Miller stepped down in 1982. In his 16 years at the helm, he navigated the players through two strikes and three owner-led lockouts (which did not cause the cancellation of any games), with the players prevailing in every single way that mattered. During his tenure as the Executive Director of the MLBPA, pensions were fully-funded, per diems were dramatically increased, free agency was achieved and players’ average annual salary rose from $19,000 in 1966 to $326,000 in 1982. There had been no run of unmitigated success like that which Miller oversaw in this history of sports labor. Many, in fact, have argued that Miller made the MLBPA the most powerful and successful union in the country, bar none.
In the face of such staggering losses, it was only a matter of time before the owners pushed back.
The Seitz Decision and unfettered free agency caused salaries to skyrocket and caused owners to soil their BVDs. Some, such as George Steinbrenner of the Yankees and Ted Turner of the Braves, took full advantage of the new state of affairs and spent big money to attract the best free agents to their teams. Others pinched pennies or traded away players before they could reach free agency regardless of the consequences for the team. Most owners saw it as a mortal threat, though a threat they had no idea how to combat. Then in 1984 they got some seriously bad advice.
Peter Ueberroth, fresh off his triumph of putting together the Los Angeles Olympics, was elected commissioner in 1984. Not long after his election he held an owners meeting during which he called the 26 men in the room “damned dumb” for trying to improve their teams via free agency and implored them to focus on the bottom line as opposed to winning baseball games. Later, at a general managers meeting, Ueberroth said that it was “not smart” to sign long-term contracts. The message was clear and soon after that a system was set up by clubs in which they secretly agreed to (a) limit position player free agent contracts to three years; and (b) limit pitcher free agent contracts to two years. They would later create an information bank in which all clubs would report on their ongoing negotiations with free agents in order to keep teams from attempting to outbid each other.

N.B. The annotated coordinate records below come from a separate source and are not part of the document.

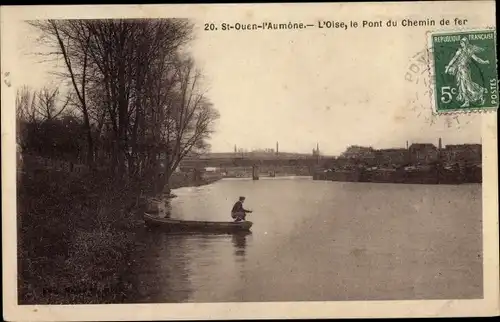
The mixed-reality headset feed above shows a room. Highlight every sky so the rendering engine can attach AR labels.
[15,3,488,155]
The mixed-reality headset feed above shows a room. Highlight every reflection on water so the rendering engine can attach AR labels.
[129,178,482,303]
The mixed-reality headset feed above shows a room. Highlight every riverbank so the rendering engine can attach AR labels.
[17,157,220,304]
[313,167,482,184]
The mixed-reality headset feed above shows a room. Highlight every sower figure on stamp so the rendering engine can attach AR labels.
[445,37,489,107]
[231,197,252,222]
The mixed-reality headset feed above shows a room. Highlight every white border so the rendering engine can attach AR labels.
[1,1,499,321]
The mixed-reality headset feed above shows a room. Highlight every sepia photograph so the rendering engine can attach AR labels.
[1,1,499,321]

While some owners were at least a little uncomfortable with this, others, such as Brewers owner Bud Selig and White Sox owner Jerry Reinsdorf, were enthusiastic and helped marshal support for the scheme among the ownership ranks. Eventually everyone went along with the plan.
The agreement among the clubs was secret because it violated the Collective Bargaining Agreement which had specifically barred coordination among clubs and coordination among players (outside of union activity) in contract negotiations. Ironically, that prohibition was insisted upon by the owners and placed in the CBA in 1968 in the wake of Sandy Koufax and Don Drysdale coordinating a holdout against the Dodgers before the 1966 season. Players had never violated it, but the owners set out in the 1985-86, 1986-87, and 1987-88 offseasons to do just that.

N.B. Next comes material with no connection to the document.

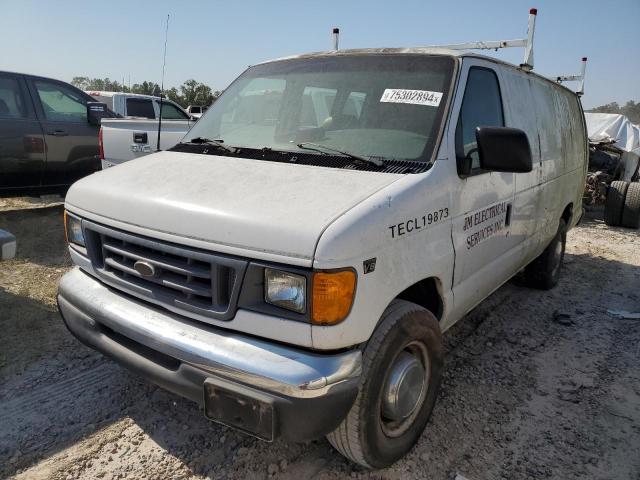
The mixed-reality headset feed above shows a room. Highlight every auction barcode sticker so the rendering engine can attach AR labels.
[380,88,442,107]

In practice it was pretty crude. For example, when Bob Boone became a free agent after the 1986 season he had a meeting with the Oakland A’s. The A’s GM Sandy Alderson called Mike Port, the GM of Boone’s old team, the California Angels, to tell him that Boone was looking to come to Oakland. Port told Alderson not to sign Boone and Alderson cut off talks. Boone would struggle all offseason to find work, got no offers, and with no other choice returned to the Angels. Similar things happened to several players. Offseason sports reports were filled with footage of unhappy players leaving unproductive meetings with uninterested teams. Sports Illustrated famously ran a cover story about how strange it was that nobody wanted to sign Kirk Gibson, who was at the time one of baseball’s best players. Many other of the game’s biggest stars, including Carlton Fisk, Tim Raines, Paul Molitor, Jack Morris, Jack Clark and Andre Dawson, were unable to interest any teams other than their current ones. As a result, between 1985-1988, player salaries dropped 16 percent while owner profits went up by 15 percent.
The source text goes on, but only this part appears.